The present-day abundance of uranium in the 'depleted' mantle exposed on the ocean floor is about 0.004 ppm. The continental crust, on the other hand, is relatively enriched in uranium at some 1.4 ppm. This represents a 70-fold enrichment compared with the primitive mantle. In fact, the uranium lost from the 'depleted' oceanic mantle is mostly sequestered in the continental crust.

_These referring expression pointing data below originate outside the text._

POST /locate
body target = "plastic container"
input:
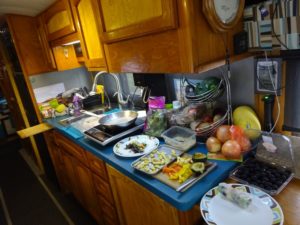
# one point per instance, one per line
(273, 166)
(150, 163)
(179, 137)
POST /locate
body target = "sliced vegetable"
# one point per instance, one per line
(198, 167)
(199, 157)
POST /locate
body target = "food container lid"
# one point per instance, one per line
(179, 137)
(275, 149)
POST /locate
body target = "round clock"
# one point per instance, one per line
(223, 15)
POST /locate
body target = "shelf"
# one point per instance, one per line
(215, 64)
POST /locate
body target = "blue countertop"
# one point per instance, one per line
(182, 201)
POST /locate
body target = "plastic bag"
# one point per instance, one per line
(237, 134)
(156, 122)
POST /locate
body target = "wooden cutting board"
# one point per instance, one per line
(164, 178)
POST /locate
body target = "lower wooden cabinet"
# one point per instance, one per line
(85, 185)
(77, 172)
(138, 206)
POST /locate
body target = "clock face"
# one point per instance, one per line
(226, 9)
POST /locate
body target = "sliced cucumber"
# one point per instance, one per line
(198, 167)
(199, 157)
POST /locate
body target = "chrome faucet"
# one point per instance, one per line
(119, 89)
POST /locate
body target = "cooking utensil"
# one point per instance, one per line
(120, 119)
(263, 209)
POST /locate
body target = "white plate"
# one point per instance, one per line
(120, 148)
(264, 210)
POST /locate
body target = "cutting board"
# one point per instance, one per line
(164, 178)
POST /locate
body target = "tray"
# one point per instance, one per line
(151, 163)
(209, 166)
(268, 177)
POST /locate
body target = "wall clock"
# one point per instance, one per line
(223, 15)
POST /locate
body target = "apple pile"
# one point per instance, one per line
(230, 141)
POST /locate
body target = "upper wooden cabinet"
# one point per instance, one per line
(58, 20)
(28, 44)
(45, 44)
(87, 14)
(122, 19)
(138, 37)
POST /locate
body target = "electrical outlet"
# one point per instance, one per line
(268, 76)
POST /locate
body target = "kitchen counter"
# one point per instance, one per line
(182, 201)
(289, 198)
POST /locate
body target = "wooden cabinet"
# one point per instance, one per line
(103, 190)
(137, 205)
(85, 184)
(78, 172)
(58, 20)
(45, 44)
(86, 13)
(65, 57)
(161, 37)
(28, 45)
(122, 19)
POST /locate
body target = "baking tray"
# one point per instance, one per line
(264, 178)
(209, 166)
(148, 163)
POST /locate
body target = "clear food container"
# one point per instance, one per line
(273, 166)
(179, 137)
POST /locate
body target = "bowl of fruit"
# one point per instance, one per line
(229, 142)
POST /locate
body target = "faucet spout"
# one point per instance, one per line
(119, 88)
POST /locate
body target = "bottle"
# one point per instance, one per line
(76, 105)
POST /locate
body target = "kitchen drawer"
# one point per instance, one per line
(103, 188)
(109, 212)
(97, 166)
(71, 148)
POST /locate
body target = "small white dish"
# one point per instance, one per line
(264, 210)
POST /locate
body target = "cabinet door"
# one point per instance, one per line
(138, 206)
(122, 19)
(28, 46)
(71, 179)
(57, 161)
(88, 16)
(58, 20)
(85, 185)
(65, 57)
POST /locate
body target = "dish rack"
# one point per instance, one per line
(210, 96)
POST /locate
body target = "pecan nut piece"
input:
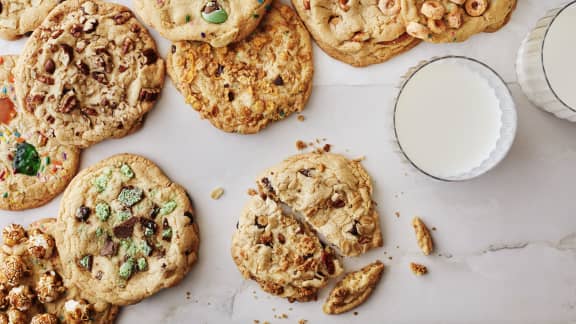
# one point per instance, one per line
(423, 236)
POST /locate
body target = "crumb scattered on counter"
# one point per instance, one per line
(418, 269)
(217, 193)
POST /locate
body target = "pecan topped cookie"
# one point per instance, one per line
(357, 32)
(333, 194)
(32, 289)
(247, 85)
(280, 253)
(441, 21)
(90, 72)
(20, 17)
(217, 22)
(125, 230)
(34, 168)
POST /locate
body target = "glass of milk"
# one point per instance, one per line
(546, 63)
(454, 118)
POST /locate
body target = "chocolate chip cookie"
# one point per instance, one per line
(357, 32)
(247, 85)
(125, 230)
(354, 289)
(217, 22)
(32, 289)
(20, 17)
(281, 254)
(334, 195)
(442, 21)
(34, 168)
(90, 72)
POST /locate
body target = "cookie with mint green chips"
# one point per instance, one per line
(126, 231)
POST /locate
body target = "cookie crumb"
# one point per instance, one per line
(217, 193)
(418, 269)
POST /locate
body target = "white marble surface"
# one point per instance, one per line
(506, 242)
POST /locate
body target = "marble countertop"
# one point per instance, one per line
(506, 242)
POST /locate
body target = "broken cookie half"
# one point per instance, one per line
(354, 289)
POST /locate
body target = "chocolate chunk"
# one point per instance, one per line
(82, 213)
(49, 66)
(125, 229)
(110, 248)
(68, 51)
(154, 212)
(148, 225)
(149, 95)
(100, 77)
(150, 55)
(279, 81)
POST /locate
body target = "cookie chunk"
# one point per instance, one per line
(333, 194)
(354, 289)
(442, 21)
(280, 253)
(90, 72)
(217, 22)
(359, 33)
(34, 168)
(125, 230)
(20, 17)
(247, 85)
(38, 293)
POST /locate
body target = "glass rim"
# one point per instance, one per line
(412, 72)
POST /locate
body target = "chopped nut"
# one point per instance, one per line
(300, 145)
(422, 236)
(217, 193)
(418, 269)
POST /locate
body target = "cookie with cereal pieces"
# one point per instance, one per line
(32, 288)
(34, 168)
(217, 22)
(446, 21)
(20, 17)
(126, 231)
(358, 33)
(90, 72)
(247, 85)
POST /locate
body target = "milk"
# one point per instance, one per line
(448, 119)
(559, 56)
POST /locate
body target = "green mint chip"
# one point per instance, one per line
(127, 171)
(130, 196)
(102, 211)
(168, 207)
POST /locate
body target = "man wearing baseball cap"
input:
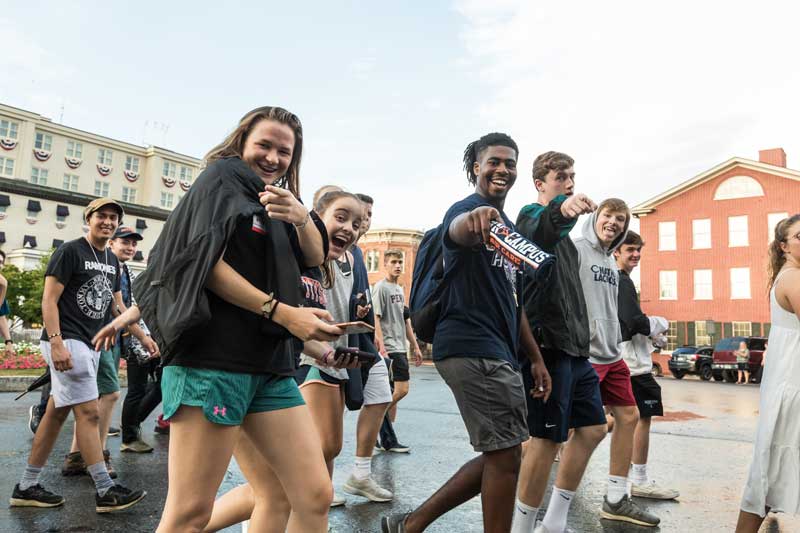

The extraction of Uranium from the mantle and upbringing into the crust has mutiple theories. Archus hypothesizes that over a period of 2 billion years,

1.) formation of oceanic crust and lithosphere through melting of the mantle at mid-ocean ridges, 2.) migration of this oceanic lithosphere laterally to a site of plate consumption (this is marked at the surface by a deep-sea trench), 3.) production of fluids and magmas from the downgoing (subducted) lithospheric plate and overriding mantle 'wedge' in these subduction zones, 4.) transfer of these fluids/melts to the surface in zones of 'island arcs' (such as the Pacific's Ring of Fire), 5.) production of continental crust from these island arc protoliths, through remelting, granite formation and intra-crustal recycling

these processes help explain why there is a larger than expected abundance of Uranium ore throughout the Earth's crust.